Catherine McLain, the Houston Industrial Hygienist Department Manager for ATC Associates, needed to conduct inspections in twenty-five multi-story retail buildings and historic hotels and approached Ashtead with her requirement for an imager sensitive enough to detect the smallest amounts of water damage.
The storm had devastated parts of the Texas Gulf Coast region and swept through Houston with great force, damaging large buildings, shattering windows and in some cases separating homes from their foundations.
Since time is of the essence when dealing with water damage, remediation teams were on site simultaneously with ATC, waiting on the results of their findings in order to determine the best approach for treating the affected areas before caustic mold and microbes could develop. Normally, affected areas are surveyed with a thermal imager, which then involves a trip back to the office for downloading of the data and compilation into a report. This job, however, required a compressed time frame and ATC’s client had actually requested that a more efficient method be used as the primary inspection tool to eliminate any delays in the clean-up effort.

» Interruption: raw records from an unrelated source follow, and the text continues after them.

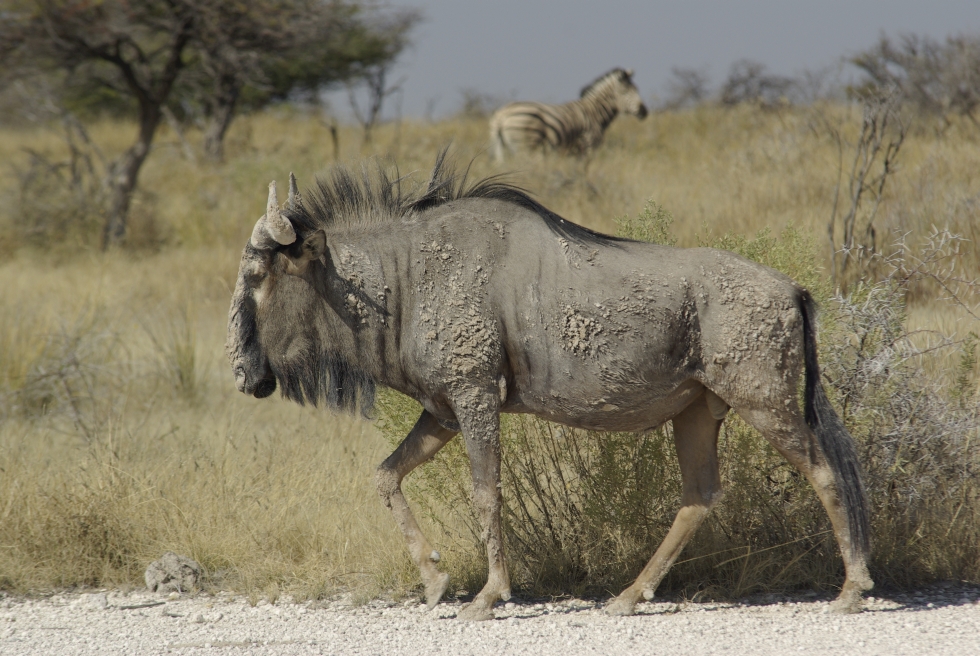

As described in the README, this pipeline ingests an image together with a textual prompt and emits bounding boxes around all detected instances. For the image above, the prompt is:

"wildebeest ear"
[301,230,326,260]
[283,230,327,276]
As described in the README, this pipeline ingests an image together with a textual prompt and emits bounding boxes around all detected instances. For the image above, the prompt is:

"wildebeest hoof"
[828,594,864,614]
[828,579,869,613]
[604,595,637,616]
[424,572,450,610]
[457,601,495,621]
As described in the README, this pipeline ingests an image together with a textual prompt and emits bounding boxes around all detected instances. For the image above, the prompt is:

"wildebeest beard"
[267,331,376,417]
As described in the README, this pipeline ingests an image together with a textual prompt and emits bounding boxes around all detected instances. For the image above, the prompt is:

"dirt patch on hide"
[559,305,605,356]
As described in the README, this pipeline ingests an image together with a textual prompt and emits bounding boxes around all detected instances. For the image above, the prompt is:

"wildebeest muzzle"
[234,364,277,399]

Tori Foerste, Operations Manager for the West Houston office of Ashtead Technology Rentals, immediately recommended the most appropriate imager for the job. She said, "It would need to be compact, highly rugged and optimized for building inspection applications; as soon as Catherine contacted me and described the job, I knew the imager that would be perfect for her application. Without hesitation we purchased as many units as she required.”

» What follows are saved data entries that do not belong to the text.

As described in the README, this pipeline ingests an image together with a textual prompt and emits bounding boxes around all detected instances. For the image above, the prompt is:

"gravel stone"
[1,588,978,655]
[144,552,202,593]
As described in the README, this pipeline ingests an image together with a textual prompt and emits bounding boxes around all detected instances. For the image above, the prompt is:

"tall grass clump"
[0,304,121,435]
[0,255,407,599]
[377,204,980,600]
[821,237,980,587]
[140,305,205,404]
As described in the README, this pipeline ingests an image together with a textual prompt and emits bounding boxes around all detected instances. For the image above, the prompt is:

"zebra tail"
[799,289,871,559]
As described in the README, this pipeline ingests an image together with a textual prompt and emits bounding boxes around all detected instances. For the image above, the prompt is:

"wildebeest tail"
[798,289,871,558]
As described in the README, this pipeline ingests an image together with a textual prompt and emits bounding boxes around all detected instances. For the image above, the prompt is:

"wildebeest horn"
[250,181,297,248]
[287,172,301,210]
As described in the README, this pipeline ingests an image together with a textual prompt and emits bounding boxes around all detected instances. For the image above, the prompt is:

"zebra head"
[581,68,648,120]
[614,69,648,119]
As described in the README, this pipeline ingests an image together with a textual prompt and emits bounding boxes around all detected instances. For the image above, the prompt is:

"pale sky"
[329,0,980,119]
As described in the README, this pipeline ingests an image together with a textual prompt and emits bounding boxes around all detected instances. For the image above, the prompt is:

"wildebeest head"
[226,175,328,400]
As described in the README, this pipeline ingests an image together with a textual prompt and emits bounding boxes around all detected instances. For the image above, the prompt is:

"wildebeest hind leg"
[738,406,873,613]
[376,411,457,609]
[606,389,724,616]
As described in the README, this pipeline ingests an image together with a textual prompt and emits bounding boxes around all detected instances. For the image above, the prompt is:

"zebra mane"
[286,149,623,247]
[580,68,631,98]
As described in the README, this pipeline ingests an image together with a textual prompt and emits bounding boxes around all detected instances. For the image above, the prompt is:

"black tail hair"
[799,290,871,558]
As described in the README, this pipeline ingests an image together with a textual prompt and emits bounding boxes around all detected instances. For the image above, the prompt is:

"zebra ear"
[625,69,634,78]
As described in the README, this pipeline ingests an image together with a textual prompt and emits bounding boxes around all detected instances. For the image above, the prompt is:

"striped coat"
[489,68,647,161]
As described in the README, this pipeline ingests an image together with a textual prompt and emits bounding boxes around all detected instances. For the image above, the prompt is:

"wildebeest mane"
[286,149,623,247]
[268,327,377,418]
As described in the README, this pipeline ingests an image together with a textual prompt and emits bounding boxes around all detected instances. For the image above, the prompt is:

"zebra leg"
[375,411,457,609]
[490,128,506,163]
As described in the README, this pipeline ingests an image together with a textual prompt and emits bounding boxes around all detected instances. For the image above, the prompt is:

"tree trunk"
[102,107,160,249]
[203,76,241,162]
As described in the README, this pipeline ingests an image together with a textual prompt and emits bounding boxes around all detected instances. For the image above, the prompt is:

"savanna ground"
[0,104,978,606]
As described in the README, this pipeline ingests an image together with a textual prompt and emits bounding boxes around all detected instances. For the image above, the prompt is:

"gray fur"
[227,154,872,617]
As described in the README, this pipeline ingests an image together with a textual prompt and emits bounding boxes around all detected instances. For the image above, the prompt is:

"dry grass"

Commenting on the Ashtead service, McLain said, "Tori and her team's quick response, renting us the required infrared cameras and providing basic training, allowed ATC to mobilize immediately.”
"The thermal imagers were able to provide images in the field, which meant that the clean-up crew was able to get to work before a bad situation developed into a hazardous one. The high quality of the equipment made our job extremely efficient and resulted in a very successful project completion in less time than the client anticipated. We will definitely continue to use Ashtead’s rental equipment," reports McLain, adding, "the imagers were so efficient, in fact, that the time frame for inspecting the twenty-five buildings was reduced from the expected seven weeks down to job completion in just two."
The willingness to purchase equipment that precisely meets customers' needs (rather than just supplying whatever is on the shelf) is a unique feature of Ashtead's business philosophy and is what sets them apart from many of the other rental companies in the industry.
Tori Foerste expressed her satisfaction with the project, commenting “We recommended these imagers because they are able to take both infrared images and normal photographs, and because of their ability to record voice annotations simultaneously with the captured images, ensuring that every detail gets thoroughly documented in the site report.”
Subtle temperature variances that result from cooling due to evaporation from moist surfaces enable inspectors to identify possible water damage. Such temperature differences can be detected remotely by the thermal imager and shown in different colors on the instrument's display.
Once the suspect areas are identified, additional instruments such as a moisture meters, also available for rent from Ashtead, may be used to verify the readings in order to differentiate between heat loss due to insufficient insulation, and cool readings resulting from actual water damage. Further invasive methods may also be required, such as an examination behind the surface material with a borescope; a remote visual inspection instrument also stocked for rent by Ashtead.
As a result of the cost and time savings that were achieved by ATC Associates, word quickly spread among contractors in the Galveston area and Tori Foerste reports a high demand for the new imagers.